At Gavin’s question, I snap out of the past but continue staring out my window, ignoring him. He’s been rambling for what I estimate to be a good half an hour at this point, demanding answers he doesn’t want to hear. I’m not sure why he thinks anything has changed now.

“Damn it, Tyler,” he continues. “If she’s out, you need to look at the list of prospective fiancées and do so now. This is about the security of the company and your fortune.”

Now I rotate and I do so with Bella’s words in my mind “There has to be another way.” She’s right. Not only does there have to be another way, there’s always another way.

With that in mind, I focus on opening the door to another way. “Did you review the case file my father is using to threaten me with a public shaming over?”
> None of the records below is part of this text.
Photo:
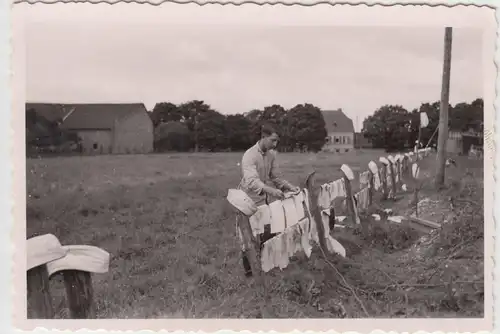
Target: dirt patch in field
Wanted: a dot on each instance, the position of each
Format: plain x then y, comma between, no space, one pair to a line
175,252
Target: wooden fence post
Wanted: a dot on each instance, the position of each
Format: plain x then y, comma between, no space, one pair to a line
348,177
39,298
393,176
371,189
251,245
46,256
79,293
316,211
383,176
373,168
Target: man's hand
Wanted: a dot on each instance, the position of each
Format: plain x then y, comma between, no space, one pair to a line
275,193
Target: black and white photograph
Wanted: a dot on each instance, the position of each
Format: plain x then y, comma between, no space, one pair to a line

“Of course,” he replies. “But unless we pull archives, there’s not much to see.”

“Order the archives. And I need everything you can get me on anyone who was working the case. Use that PI we’ve used a few times and do it now. “

“With what endgame?”

While I encourage my legal counsel to be opinionated, Gavin doesn’t seem to know when to talk and when to listen, and that could become a problem. “Just do it.”

“Okay,” he concedes, “but at least look at this.” He holds up a folder. “Your options that are not Bella in one concise list.”

“Keep it,” I say. “I won’t be needing it or them.”

“Then Bella said yes?”

“Not yet, but I’m a long way from done with Bella.”

“You know the clock is ticking.”

“Then I guess you better get me the information I asked for.”

His jaw clenches and his energy is utter frustration. “I really hope you know what you’re doing.” He leaves, shutting the door behind him.

I decide I agree with Gavin on at least something this morning. He’s not the only one who hopes I know what I’m doing. But unlike him, I’m coming from a place of knowledge and an understanding of my father he doesn’t possess. He tested me, pushed me, and asked the impossible of me and when I achieved it, that achievement was dismissed. In a heated confrontation only a few months ago, he told me there is always one more test.

Except that he is dead and there can only be one final test.

The one he left in his will.

With one final test in mind, I conclude that I remember the details of the Allen trial. But I was young and green and learning too much too fast, all while my father rode me like a damn horse he was trying to break. Maybe there was no suppression of documents, and there is no real blackmail. And somewhere in heaven or hell, my father is laughing because I have yet to do what he always preached for me to do—always know the facts, or you’re acting on fiction. Fiction is entertainment. Real-life operates on facts.

And those who operate in a fictional world in real life setting deserve what they get in return.

With my father’s thinking guiding me, I can’t assume there was actually anything done during that trial that would screw me and the firm over. It would be just like my father to test my attention to that detail. The truth will be in the case files. And maybe, just maybe, I’ve figured out the obvious and I’ve passed the test.